Business Wire India
The report argues that the Digital India Act must be future-ready to overcome the existing gaps in the Information Technology Act, 2000. It notes that certain provisions of the IT Act are at odds with emerging technology, rendering some use-cases illegal and denying their benefits to society. In addition, new digital activities may be incompatible with existing definitions, creating roadblocks for enforcement and business uncertainty. Examples include online gaming, the metaverse, and autonomous cars, all touted as technologies of economic significance.
A key lever for future-readiness, the report contends, is the inclusion of a taxonomy of appropriate terms in the Digital India Act that can bring all digital businesses, including those that may emerge in the future, within the purview of the Ministry of Electronics and Information Technology (MEITY). The MEITY’s position as nodal ministry does not prevent other wings of the Government from participating in digital governance.

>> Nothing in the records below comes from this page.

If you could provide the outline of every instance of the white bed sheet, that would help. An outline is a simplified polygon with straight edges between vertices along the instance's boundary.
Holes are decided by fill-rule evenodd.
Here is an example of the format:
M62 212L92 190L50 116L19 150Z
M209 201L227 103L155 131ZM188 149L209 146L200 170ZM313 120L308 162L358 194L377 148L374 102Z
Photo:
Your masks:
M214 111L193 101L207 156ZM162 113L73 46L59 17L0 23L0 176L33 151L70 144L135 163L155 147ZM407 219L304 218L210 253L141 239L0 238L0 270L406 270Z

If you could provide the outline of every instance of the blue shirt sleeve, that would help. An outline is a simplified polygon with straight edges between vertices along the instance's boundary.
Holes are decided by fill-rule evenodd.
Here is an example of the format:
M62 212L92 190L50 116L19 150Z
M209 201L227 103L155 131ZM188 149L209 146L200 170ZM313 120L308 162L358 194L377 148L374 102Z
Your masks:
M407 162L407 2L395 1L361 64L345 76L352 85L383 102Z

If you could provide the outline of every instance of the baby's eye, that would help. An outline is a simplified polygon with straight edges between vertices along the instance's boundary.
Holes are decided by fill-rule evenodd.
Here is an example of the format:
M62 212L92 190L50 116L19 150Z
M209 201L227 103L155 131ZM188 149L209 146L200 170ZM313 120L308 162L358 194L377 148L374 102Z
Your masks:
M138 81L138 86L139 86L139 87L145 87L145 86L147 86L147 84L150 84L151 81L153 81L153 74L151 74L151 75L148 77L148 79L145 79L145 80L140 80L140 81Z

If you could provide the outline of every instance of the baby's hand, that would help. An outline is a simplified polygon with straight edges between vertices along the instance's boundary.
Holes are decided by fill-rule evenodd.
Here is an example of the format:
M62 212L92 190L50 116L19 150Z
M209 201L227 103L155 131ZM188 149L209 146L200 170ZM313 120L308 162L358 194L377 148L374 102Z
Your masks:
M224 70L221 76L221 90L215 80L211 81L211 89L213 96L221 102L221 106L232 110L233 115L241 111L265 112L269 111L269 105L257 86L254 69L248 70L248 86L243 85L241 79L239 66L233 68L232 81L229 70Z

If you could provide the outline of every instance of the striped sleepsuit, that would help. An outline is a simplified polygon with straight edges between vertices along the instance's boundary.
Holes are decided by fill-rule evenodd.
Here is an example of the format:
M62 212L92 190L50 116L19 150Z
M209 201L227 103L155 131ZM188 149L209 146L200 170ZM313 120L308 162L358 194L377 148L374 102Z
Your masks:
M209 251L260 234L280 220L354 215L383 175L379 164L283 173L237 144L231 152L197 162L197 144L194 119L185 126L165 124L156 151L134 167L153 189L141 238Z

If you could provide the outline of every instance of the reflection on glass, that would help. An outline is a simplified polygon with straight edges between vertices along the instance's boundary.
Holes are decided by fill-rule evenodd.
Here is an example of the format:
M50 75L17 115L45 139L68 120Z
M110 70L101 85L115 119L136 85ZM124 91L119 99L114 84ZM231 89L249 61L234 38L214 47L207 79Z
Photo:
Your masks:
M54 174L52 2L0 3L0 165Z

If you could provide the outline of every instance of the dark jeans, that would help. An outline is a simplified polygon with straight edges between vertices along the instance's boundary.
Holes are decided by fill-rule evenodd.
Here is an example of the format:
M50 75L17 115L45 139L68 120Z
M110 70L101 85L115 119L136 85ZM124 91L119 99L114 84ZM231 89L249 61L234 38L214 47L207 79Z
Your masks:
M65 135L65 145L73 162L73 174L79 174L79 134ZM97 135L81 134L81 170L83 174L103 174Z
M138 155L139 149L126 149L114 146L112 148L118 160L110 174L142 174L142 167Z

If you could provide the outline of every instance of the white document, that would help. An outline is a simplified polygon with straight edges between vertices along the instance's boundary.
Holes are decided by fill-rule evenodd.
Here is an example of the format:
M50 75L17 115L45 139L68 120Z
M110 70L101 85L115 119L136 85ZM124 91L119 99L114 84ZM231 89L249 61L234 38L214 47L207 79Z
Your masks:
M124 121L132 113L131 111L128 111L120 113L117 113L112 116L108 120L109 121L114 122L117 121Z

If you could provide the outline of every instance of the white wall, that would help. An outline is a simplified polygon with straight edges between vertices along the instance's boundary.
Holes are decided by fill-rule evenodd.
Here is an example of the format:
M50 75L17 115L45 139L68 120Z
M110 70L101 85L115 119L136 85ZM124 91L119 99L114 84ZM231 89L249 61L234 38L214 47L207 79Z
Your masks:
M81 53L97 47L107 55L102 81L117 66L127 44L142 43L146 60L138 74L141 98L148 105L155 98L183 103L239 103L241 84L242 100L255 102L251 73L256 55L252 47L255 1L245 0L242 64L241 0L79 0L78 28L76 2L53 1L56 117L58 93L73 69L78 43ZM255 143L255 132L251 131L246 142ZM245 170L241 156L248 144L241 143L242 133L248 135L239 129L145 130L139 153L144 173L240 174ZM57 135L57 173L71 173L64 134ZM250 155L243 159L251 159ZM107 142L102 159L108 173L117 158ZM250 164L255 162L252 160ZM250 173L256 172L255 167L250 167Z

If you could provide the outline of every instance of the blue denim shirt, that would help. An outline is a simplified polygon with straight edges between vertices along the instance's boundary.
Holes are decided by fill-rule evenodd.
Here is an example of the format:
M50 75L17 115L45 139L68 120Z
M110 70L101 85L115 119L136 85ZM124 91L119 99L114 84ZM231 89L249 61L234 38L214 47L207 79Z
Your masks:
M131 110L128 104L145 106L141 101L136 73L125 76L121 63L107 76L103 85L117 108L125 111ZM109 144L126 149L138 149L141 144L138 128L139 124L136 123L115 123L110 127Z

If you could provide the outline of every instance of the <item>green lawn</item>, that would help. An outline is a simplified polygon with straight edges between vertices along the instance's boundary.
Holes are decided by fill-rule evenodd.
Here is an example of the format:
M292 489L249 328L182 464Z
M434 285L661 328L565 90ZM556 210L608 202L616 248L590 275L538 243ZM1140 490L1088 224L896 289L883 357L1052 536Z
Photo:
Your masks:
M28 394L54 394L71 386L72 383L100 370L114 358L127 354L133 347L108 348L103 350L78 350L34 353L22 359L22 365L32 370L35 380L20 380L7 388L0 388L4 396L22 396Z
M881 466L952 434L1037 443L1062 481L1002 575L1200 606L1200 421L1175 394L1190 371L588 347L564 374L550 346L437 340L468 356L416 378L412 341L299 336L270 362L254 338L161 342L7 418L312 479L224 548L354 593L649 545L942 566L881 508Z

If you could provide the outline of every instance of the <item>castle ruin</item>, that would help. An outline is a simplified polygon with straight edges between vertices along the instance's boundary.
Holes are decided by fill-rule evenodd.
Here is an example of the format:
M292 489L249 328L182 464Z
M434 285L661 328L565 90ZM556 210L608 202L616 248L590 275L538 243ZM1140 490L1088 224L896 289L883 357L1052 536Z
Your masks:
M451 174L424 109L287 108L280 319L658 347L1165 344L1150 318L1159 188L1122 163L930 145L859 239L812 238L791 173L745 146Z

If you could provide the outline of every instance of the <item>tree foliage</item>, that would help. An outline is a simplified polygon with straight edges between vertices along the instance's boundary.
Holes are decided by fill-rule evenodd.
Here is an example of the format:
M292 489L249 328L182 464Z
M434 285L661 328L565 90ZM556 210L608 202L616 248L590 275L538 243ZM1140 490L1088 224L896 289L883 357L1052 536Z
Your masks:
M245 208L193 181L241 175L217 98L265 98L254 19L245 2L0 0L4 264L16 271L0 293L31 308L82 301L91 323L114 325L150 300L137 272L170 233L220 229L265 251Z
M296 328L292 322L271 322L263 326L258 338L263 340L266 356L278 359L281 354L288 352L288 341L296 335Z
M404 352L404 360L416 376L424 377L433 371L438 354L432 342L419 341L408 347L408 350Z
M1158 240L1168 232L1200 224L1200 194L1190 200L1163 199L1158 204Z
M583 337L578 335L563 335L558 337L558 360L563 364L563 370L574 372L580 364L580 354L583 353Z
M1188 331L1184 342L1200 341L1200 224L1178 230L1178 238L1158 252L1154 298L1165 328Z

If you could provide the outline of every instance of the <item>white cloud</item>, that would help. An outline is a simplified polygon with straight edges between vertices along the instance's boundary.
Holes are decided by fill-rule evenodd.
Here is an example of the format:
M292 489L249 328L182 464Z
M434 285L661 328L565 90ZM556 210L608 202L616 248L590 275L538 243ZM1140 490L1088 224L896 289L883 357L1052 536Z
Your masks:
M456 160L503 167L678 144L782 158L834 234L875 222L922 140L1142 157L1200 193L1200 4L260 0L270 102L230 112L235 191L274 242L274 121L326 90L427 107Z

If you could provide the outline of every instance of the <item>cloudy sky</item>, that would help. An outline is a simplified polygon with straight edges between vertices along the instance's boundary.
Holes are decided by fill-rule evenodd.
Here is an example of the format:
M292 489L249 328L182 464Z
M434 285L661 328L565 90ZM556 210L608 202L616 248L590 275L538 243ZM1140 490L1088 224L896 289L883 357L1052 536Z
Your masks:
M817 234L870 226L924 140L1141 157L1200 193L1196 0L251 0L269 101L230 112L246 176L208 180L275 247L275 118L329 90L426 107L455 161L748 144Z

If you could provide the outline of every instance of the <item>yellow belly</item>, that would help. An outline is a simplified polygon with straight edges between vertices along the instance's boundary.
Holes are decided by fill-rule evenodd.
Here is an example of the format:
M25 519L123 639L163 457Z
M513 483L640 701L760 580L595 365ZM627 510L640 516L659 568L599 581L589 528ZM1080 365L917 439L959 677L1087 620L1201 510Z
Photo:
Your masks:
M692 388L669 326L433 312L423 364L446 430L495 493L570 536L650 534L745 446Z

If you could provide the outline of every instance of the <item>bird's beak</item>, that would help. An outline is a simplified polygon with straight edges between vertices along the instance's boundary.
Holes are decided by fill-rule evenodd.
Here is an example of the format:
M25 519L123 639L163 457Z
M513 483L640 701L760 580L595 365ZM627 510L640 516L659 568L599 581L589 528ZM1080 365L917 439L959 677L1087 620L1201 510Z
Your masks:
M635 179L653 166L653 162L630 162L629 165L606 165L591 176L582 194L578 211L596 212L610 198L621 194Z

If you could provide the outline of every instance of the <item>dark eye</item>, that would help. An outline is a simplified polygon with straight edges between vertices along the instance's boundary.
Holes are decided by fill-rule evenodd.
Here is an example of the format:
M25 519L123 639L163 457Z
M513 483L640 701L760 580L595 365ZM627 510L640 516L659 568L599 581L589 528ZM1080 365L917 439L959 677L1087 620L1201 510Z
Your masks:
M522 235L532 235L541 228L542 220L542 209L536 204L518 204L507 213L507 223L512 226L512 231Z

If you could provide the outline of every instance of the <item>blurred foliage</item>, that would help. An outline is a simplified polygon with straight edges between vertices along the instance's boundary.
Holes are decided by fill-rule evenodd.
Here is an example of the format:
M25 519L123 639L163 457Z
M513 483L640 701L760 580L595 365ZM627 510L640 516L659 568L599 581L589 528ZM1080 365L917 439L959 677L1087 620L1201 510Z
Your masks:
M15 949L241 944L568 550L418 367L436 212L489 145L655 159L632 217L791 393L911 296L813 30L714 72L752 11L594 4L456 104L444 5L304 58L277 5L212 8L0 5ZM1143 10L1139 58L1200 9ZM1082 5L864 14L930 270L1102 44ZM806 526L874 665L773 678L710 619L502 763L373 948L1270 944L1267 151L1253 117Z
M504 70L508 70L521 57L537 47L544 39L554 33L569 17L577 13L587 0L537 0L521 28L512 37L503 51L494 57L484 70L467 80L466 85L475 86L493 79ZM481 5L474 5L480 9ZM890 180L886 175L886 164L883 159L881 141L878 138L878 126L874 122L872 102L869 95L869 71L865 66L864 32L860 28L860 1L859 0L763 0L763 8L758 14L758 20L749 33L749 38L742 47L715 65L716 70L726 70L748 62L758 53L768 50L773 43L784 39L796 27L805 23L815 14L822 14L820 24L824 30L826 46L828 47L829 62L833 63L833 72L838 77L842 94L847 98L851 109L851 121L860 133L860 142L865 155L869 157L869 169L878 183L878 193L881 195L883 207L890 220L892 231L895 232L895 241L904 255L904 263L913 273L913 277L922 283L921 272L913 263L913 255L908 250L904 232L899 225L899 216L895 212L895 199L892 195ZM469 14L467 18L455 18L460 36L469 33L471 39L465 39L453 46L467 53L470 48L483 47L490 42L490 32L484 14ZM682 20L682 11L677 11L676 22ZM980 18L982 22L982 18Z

Indeed, it should not because it would lead to considerable capacity concerns. Rather, MEITY and different sectoral ministries must coordinate their efforts on digital governance. Another important recommendation in the report is the Digital India Act must espouse co-regulation. State-led governance is sub-optimal because it involves the introduction of static laws that may or may not be out of touch with technological realities. Similarly, self-regulation can be too watered down and consequently, ineffectual.
Finally, the report argues that the Digital India Act must engender trust through greater emphasis on accountability, transparency, and fundamental rights. Towards this, it recommends that the Indian state must:
- Introduce a specialized judicial oversight of digital governance measures that is supported by an independent research body.
- Make executive rule-making more transparent through open consultations and exploratory memoranda.